I started writing so as not to die. I’m not sure where I got the idea about avoiding death—that being read by others, despite their own eventual end as dust and ashes, afforded immortality. It might have been the heroics of high-school English class. Sir Philip Sidney, in his grave and still looking into his heart! But who can look at life straight-on and survive? I stepped back to grope for words, to contain the chaos. It turned out that writing to avoid death meant also writing to avoid life: I held my breath so as not to lose it, averted my gaze to the page.
As a writer, I am a failed painter. When I was twelve I received a set of Grumbacher oils, and an art teacher encouraged me to experiment.
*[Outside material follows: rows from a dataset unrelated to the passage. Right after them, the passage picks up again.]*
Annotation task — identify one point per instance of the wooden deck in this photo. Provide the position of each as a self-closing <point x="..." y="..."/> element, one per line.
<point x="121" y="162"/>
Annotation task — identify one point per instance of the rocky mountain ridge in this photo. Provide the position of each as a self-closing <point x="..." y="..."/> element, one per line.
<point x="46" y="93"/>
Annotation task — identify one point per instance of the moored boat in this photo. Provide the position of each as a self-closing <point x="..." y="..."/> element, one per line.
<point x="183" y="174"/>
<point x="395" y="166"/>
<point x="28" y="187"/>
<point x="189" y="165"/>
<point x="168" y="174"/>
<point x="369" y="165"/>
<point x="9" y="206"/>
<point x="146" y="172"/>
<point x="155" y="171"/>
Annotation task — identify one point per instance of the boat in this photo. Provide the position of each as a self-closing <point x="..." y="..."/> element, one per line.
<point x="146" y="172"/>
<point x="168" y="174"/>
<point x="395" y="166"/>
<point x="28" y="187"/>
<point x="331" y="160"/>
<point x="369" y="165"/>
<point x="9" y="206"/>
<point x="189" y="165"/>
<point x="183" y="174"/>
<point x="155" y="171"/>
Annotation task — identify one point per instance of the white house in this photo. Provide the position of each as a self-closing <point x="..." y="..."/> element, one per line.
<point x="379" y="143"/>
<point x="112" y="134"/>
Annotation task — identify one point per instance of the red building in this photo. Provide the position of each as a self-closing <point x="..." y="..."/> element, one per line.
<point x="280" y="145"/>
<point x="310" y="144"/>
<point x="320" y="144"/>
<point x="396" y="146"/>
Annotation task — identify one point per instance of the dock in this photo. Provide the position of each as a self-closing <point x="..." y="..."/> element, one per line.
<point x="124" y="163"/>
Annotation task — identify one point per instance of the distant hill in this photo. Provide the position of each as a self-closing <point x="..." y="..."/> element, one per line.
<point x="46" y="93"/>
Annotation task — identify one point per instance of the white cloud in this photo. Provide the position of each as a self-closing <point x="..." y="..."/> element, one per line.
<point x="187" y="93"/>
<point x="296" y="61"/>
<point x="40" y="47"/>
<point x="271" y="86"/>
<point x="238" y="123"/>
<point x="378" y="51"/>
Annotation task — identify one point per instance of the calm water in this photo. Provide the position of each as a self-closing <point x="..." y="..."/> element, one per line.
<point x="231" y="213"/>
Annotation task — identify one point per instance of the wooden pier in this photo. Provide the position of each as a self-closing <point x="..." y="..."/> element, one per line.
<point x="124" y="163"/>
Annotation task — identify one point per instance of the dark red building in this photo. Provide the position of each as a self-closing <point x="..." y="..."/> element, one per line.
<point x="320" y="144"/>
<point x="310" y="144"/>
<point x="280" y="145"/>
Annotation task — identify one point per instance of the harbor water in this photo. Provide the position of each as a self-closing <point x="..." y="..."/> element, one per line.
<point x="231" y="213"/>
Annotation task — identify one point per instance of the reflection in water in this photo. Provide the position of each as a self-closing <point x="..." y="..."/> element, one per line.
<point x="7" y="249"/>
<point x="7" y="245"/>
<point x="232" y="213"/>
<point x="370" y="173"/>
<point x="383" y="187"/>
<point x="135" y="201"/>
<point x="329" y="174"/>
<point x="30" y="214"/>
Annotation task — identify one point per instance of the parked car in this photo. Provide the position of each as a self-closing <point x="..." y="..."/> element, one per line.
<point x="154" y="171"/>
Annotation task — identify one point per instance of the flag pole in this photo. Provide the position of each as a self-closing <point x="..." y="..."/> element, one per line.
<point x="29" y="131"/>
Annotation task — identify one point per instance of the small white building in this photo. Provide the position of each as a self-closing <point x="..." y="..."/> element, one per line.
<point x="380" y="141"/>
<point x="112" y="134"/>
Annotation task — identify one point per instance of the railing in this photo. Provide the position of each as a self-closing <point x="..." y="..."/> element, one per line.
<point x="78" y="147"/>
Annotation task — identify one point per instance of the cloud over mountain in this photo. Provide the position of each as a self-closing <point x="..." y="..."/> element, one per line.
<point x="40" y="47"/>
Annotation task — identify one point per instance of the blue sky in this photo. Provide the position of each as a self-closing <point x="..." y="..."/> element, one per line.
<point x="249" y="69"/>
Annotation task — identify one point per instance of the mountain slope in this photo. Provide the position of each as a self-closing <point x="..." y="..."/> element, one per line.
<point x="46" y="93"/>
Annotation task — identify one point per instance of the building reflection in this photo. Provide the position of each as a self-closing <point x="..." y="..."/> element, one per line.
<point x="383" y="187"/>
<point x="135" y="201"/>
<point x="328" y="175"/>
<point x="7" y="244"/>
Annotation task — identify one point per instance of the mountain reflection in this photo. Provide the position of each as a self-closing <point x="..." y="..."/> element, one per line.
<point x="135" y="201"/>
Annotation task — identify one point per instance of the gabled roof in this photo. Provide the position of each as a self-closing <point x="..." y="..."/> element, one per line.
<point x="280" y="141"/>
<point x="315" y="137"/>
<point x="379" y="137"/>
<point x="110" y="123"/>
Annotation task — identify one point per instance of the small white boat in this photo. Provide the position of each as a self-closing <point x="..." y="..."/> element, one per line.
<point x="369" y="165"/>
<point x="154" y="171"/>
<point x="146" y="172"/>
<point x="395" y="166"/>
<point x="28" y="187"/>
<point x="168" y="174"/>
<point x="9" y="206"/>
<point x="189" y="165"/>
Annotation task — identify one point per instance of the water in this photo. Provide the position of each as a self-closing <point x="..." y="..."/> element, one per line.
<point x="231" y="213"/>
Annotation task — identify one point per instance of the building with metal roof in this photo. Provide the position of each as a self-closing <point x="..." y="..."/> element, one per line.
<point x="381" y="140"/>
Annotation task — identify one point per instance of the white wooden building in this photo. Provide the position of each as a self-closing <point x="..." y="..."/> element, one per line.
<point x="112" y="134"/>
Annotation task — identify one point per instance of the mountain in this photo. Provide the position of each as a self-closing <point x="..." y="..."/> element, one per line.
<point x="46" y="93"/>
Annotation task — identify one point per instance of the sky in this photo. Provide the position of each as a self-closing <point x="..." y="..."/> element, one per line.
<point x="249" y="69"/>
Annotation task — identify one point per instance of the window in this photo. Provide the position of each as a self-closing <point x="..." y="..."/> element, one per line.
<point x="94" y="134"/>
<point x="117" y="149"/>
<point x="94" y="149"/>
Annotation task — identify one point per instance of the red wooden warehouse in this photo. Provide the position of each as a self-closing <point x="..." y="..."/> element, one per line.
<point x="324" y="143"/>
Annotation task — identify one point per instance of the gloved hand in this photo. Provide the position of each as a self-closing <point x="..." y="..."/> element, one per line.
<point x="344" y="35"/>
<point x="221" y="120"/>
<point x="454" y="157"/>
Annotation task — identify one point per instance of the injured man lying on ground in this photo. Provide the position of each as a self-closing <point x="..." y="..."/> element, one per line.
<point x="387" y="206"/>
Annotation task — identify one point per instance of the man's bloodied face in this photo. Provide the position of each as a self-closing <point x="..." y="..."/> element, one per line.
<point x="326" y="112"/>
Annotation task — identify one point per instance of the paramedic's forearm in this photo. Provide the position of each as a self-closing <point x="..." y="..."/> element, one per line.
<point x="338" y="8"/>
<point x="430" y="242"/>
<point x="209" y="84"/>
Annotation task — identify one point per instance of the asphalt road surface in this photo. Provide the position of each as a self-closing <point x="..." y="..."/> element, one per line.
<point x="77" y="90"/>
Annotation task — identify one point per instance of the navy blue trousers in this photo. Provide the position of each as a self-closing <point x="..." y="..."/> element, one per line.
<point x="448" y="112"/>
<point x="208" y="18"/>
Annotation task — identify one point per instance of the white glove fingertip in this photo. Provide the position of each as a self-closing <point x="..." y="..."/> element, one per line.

Like swimming, he said: I can give you lessons or I can drop you in the water. He dropped me in. I was appalled at what I dredged up from the bottom of the lake; I revealed myself in passionate reds and covered them with greens. He talked with me about looking—or was it seeing?—and my eye learned a certain precision. Ultimately I opted for words, a medium in which I flailed less. Much of what I write still originates in the eye. Recently, in photos on the smartphone. But a photo, too, is an averted gaze.
Joy, sometimes. When the currents and the countercurrents converge in consonants and vowels. The sandbox, damp in shade, warm in sun: smooth grit. Coming down in another place, with no recollection of liftoff.